Breaking Down my Brass Tacks Barber Shop Photo Composite
Being a Dallas Advertising Photographer, and relatively new on the Composite Photography scene, I’m always looking for an opportunity to expand my experience, while at the same time to create a kick ass piece for my portfolio.
Later, I’ll reveal what I believe is the most important part of creating a Photo Composite that works.
To start, however, I should let you know Photo Compositing, or what I call a Photillustration, is absolutely my PASSION, and if you look over my Portfolio, you’ll notice I’ve pretty much planted my flag as a Composite Photographer.
Enough about me, I’d rather take you behind my Brass Tacks Barber Shop Photo Composite to see what went into creating it.
Brass Tacks Barber Shop
Every Wednesday morning I attend a networking meeting in the Bishop Arts District in Dallas, TX, and right across the street sits a little barber shop.
My Photo Composites can only be as good as the characters I cast.
I’m always looking for unique environments and characters to cast for my Photillustrations, and I find these characters are often just across the street.
The barbers from Brass Tacks Barber Shop are perfect examples of how casting great characters makes an average Photo Composite awesome.
Technically, Compositing isn’t that difficult, and there are a lot of really good Composite Photographers doing amazing work.
Without great characters, the best technical Compositing skills will only produce average results.
Breaking Down the Brass Tacks Barber Shop
I approached Brandon, the owner of Brass Tacks Barber Shop, about working with me on a Photillustration for my portfolio.
Thankfully, he was super excited about the opportunity.
I asked Brandon what he would like to see in his Photillustration, and he gave me his vision, which was him with four arms symbolizing action like he’s quickly working on a customer.
Here’s the breakdown of this Photo Composite…
#1 Center Customer: This was a shot of Brandon’s brother used to be the final styled customer.
#2 Blurred Haircut Customer: This was a shot with the customer’s hair messed up, indicating his hair being cut.

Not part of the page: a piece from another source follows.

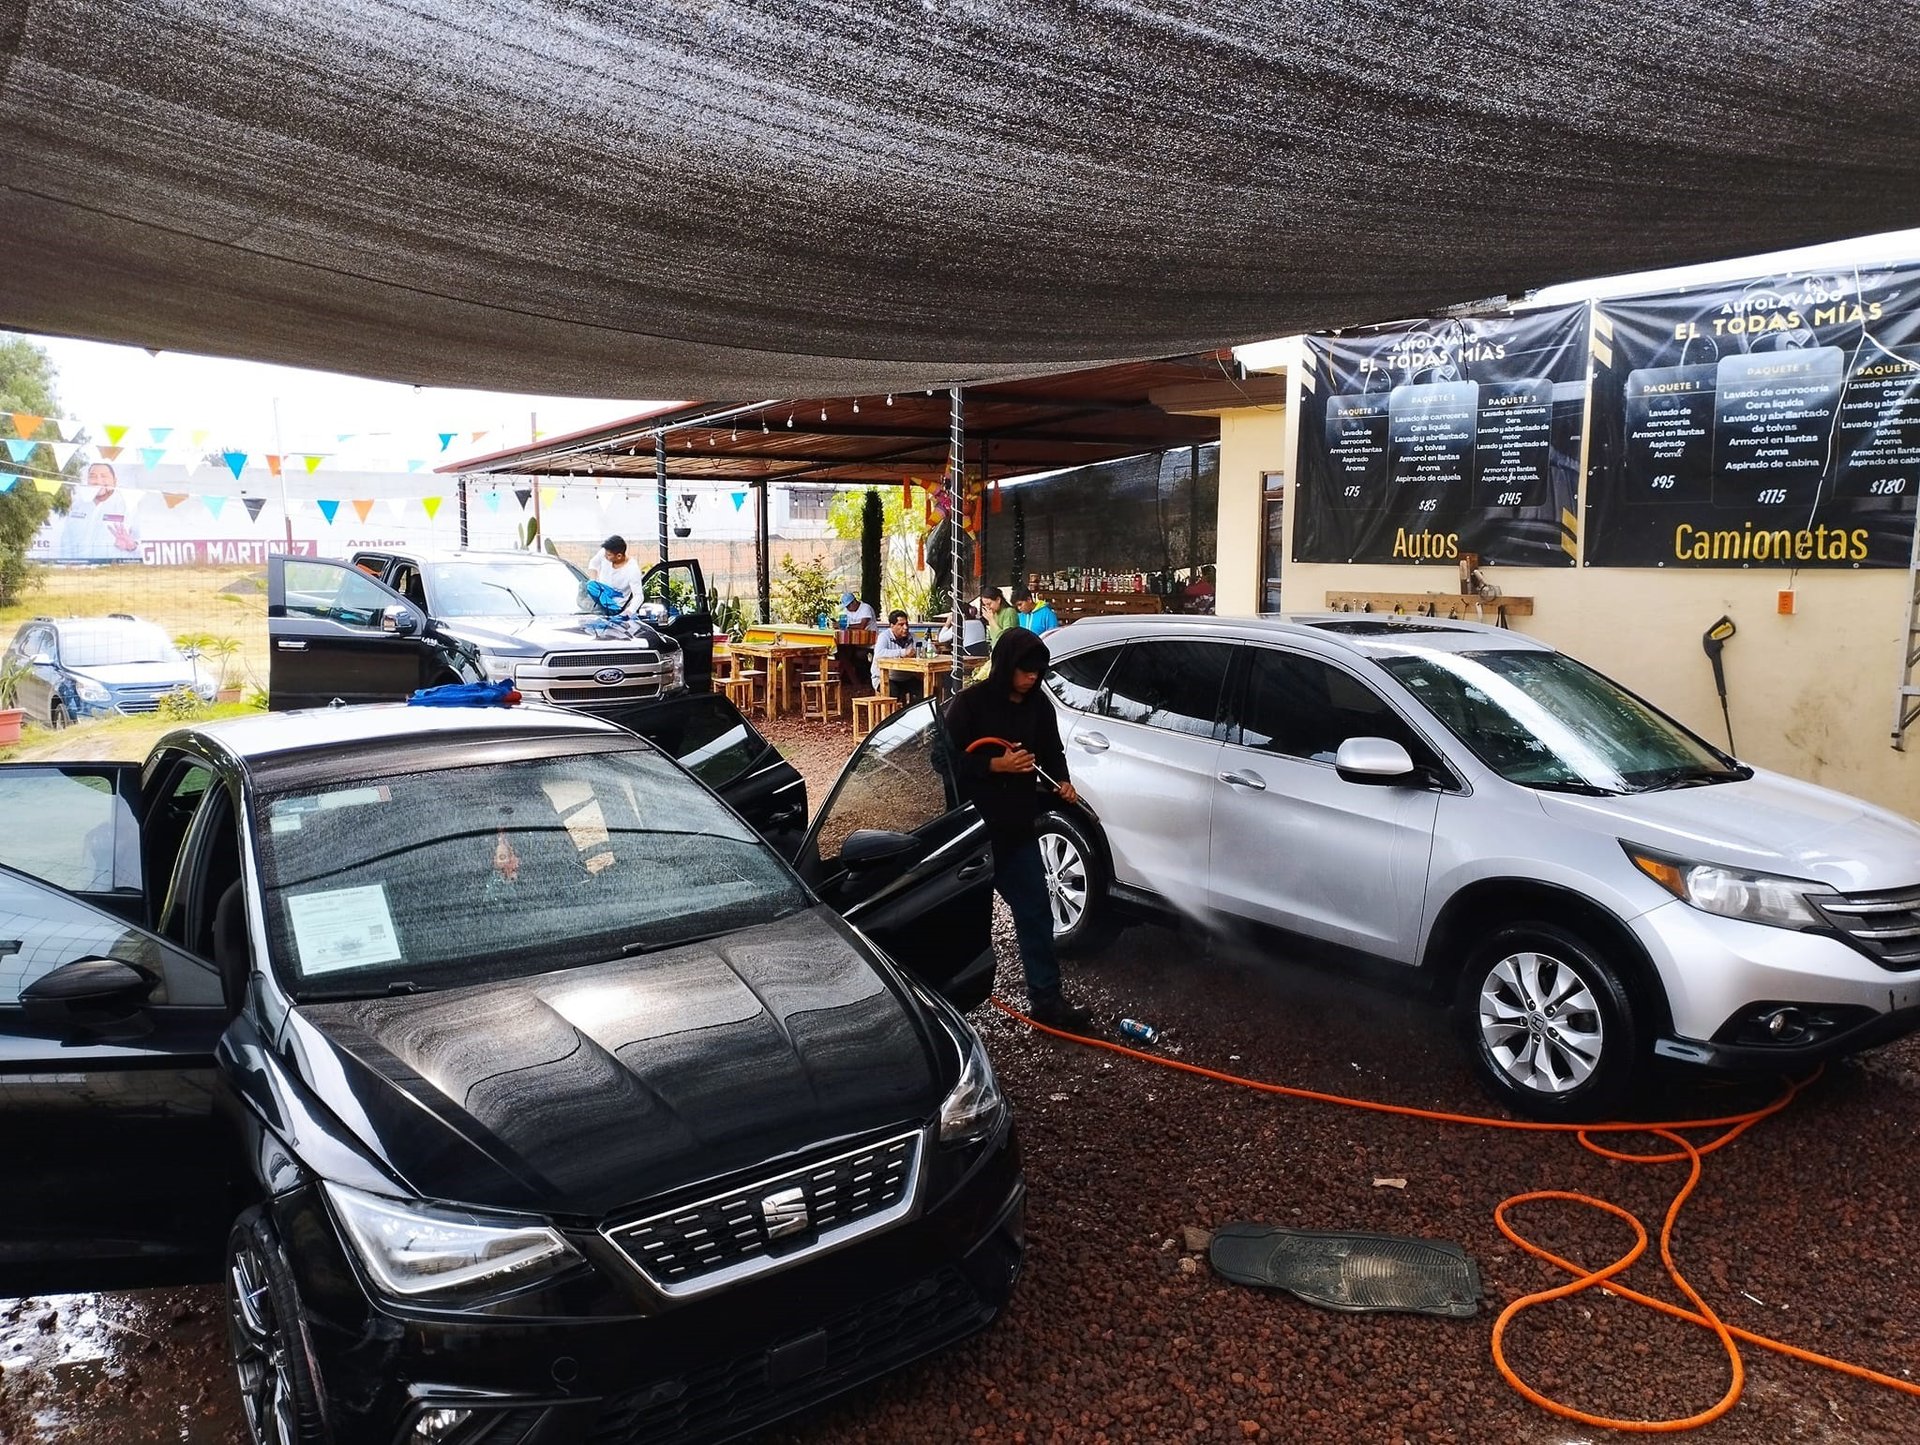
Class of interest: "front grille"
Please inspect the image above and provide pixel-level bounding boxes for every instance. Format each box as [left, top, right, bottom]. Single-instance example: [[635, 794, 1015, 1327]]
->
[[605, 1130, 921, 1298], [115, 698, 163, 714], [1814, 884, 1920, 969], [562, 651, 661, 669], [585, 1269, 989, 1445]]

#3 Blurred Shaving Customer: This is a shot with the customer being shaved with a straight razor.
#4 Brandon: Brandon is the owner of Brass Tacks Barber Shop and this image represents him feverishly working on a customer.
#5 Shaving Hand: I shot several shots of Brandon with his hands in different positions to create the four hands he wanted to see.

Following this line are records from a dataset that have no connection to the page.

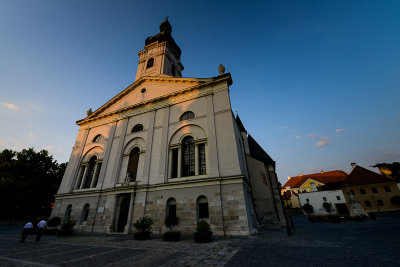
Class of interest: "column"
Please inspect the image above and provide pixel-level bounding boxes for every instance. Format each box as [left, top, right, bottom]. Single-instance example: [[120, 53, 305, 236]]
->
[[125, 192, 135, 234], [177, 147, 182, 178]]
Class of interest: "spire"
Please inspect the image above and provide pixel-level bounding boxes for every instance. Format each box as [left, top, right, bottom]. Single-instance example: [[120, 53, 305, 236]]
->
[[160, 16, 172, 33]]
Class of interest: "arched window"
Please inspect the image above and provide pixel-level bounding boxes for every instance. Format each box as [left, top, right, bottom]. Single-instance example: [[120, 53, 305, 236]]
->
[[83, 156, 97, 188], [182, 136, 195, 177], [127, 147, 140, 181], [81, 204, 90, 224], [180, 111, 195, 121], [93, 134, 103, 142], [132, 124, 144, 133], [166, 198, 177, 216], [197, 196, 209, 219], [64, 205, 72, 219], [146, 58, 154, 69]]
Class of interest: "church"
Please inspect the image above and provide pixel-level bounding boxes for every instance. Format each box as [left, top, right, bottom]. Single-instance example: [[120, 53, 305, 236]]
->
[[52, 19, 286, 236]]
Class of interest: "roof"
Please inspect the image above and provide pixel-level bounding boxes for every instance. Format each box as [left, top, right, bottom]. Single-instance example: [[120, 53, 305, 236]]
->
[[235, 115, 247, 133], [247, 134, 274, 166], [282, 170, 348, 189], [346, 165, 394, 186]]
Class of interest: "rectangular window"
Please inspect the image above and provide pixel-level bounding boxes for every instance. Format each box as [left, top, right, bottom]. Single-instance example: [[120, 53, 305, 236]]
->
[[171, 148, 178, 178], [323, 197, 327, 201], [371, 187, 378, 193], [336, 196, 341, 200], [198, 143, 206, 175], [365, 200, 371, 207], [360, 189, 366, 194], [384, 186, 391, 192], [377, 200, 384, 206]]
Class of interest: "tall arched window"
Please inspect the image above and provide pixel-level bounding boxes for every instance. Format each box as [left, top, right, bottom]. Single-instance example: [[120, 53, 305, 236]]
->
[[197, 196, 209, 219], [132, 124, 143, 133], [64, 205, 72, 219], [146, 58, 154, 68], [166, 198, 176, 216], [182, 136, 195, 177], [180, 111, 195, 121], [81, 204, 90, 224], [127, 147, 140, 181], [83, 156, 97, 188]]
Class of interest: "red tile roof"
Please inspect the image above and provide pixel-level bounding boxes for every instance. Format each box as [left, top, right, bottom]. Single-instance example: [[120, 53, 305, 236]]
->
[[346, 165, 394, 186], [282, 170, 348, 189]]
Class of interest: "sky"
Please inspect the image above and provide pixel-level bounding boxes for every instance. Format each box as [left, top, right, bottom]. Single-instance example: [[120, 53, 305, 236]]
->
[[1, 0, 399, 185]]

#6 Uppercut Lid: The lid was photographed separately to appear as it’s flying off the gel can.
#7 Brass Tacks Barber Shop Sign: I added the Brass Tacks logo onto the wall to fill blank spaces and bring branding into the Photo Composite.

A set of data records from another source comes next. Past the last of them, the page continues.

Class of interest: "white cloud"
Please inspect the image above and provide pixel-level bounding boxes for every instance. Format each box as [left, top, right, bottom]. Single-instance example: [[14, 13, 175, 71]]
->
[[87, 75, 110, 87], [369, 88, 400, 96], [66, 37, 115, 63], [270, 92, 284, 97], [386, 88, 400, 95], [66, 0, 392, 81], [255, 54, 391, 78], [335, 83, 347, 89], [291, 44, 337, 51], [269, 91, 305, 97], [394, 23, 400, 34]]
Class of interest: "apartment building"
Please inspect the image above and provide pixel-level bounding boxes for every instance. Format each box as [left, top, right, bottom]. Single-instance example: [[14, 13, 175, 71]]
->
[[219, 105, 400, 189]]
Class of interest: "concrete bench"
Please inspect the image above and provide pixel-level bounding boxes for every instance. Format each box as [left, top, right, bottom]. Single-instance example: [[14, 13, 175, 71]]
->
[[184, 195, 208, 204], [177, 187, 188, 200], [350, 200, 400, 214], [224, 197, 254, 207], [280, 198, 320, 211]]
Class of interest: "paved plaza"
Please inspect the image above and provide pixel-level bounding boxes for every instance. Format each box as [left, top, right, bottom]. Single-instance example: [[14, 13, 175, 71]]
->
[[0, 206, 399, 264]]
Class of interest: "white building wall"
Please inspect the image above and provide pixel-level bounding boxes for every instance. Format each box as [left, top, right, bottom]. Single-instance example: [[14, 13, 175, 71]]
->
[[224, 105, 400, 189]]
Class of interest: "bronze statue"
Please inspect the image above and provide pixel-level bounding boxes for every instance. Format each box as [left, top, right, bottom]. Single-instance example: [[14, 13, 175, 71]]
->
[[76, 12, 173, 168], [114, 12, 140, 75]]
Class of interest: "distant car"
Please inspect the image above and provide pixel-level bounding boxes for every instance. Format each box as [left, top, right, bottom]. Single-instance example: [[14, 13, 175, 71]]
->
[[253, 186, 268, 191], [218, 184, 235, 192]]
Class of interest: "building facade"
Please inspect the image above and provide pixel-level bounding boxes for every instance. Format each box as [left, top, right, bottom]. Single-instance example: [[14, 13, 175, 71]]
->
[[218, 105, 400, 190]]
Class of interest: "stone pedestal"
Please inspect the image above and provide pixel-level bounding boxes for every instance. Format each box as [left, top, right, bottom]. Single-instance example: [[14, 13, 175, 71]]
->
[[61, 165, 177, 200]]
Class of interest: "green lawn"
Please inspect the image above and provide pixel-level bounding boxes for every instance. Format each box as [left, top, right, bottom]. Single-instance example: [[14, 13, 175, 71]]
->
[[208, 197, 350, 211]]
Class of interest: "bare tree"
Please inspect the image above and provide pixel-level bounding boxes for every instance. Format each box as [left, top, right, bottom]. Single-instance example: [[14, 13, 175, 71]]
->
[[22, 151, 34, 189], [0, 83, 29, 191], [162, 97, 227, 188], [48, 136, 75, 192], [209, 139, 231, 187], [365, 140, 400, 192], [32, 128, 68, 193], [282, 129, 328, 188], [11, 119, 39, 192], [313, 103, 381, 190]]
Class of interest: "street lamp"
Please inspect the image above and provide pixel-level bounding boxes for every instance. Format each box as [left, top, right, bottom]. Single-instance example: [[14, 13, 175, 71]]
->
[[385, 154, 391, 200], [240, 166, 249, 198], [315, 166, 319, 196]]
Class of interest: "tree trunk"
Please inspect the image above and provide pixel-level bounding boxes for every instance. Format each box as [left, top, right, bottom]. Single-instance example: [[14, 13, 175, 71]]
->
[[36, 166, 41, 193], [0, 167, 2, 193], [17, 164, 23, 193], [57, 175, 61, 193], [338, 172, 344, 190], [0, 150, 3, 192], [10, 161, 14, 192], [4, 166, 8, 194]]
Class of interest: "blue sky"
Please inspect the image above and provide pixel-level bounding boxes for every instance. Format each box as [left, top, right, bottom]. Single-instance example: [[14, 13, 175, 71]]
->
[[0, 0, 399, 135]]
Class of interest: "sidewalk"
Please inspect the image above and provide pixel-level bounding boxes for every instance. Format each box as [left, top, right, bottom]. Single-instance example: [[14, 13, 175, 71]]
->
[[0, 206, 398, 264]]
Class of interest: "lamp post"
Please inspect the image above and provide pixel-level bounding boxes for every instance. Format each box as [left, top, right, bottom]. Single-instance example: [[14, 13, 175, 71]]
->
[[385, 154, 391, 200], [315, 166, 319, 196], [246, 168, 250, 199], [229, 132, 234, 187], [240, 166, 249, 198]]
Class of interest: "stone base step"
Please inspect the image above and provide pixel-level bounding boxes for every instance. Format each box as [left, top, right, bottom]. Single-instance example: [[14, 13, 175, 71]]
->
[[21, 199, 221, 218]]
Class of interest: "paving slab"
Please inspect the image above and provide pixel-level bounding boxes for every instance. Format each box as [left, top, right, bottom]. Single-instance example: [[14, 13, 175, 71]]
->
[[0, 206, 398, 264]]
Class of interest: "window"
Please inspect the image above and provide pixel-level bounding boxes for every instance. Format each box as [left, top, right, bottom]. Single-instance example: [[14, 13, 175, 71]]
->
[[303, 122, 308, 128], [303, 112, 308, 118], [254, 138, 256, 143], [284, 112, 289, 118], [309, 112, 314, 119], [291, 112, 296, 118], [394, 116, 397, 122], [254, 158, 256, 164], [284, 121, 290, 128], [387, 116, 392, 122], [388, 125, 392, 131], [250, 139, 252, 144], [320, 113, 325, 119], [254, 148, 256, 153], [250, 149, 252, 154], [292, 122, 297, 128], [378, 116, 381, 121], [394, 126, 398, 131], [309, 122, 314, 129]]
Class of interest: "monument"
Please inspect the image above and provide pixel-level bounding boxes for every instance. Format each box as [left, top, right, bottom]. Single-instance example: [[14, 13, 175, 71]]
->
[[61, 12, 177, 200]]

#8, 9, 10 Barber Shop: Because of the size of the barber shop, I knew it was going to be impossible to get everything into the scene without Compositing several images together.
#11 Barber Named Juke: My original shot of Juke was completely wrong, so I went back to the barber shop the day of editing to photograph Juke working at the sink.
#12, 13 Water: I added water into the Photillustration to give it some humor and action, which I think really works.
#14 Ryan and Customer: I added Ryan and the customer to the Composite to give it some realism.
#15 Grim and Jes: Jes is going over the schedule with Grim, while he’s sleeping with his head back.
#16 Carnival: Because this is a crazy scene, I thought it would be funny to add more craziness in the background.
#17 Unicyclist: It just fits the chaos.
#18 Shaving Cream: I added some shaving cream into Brandon’s hand.
Some Compositing Images
To give you a better idea of where this Photo Composite started, and the images I used to create it, here are some of the originals.
That’s a Wrap
I knew going into the Composite, it was going to present a lot of challenges, and it did not disappoint.
I choose Photo Composites based on the challenge they offer.
To start with, I knew Compositing the barber shop together at the right angle was going to be tough, Compositing Brandon’s arms like he wanted probably didn’t work out as well as I would have liked, and Compositing the customer spinning isn’t reading as clearly as I had hoped.
But all-in-all, I think this Photillustration hit the mark, and it certainly highlights the characters of the Brass Tacks Barber Shop.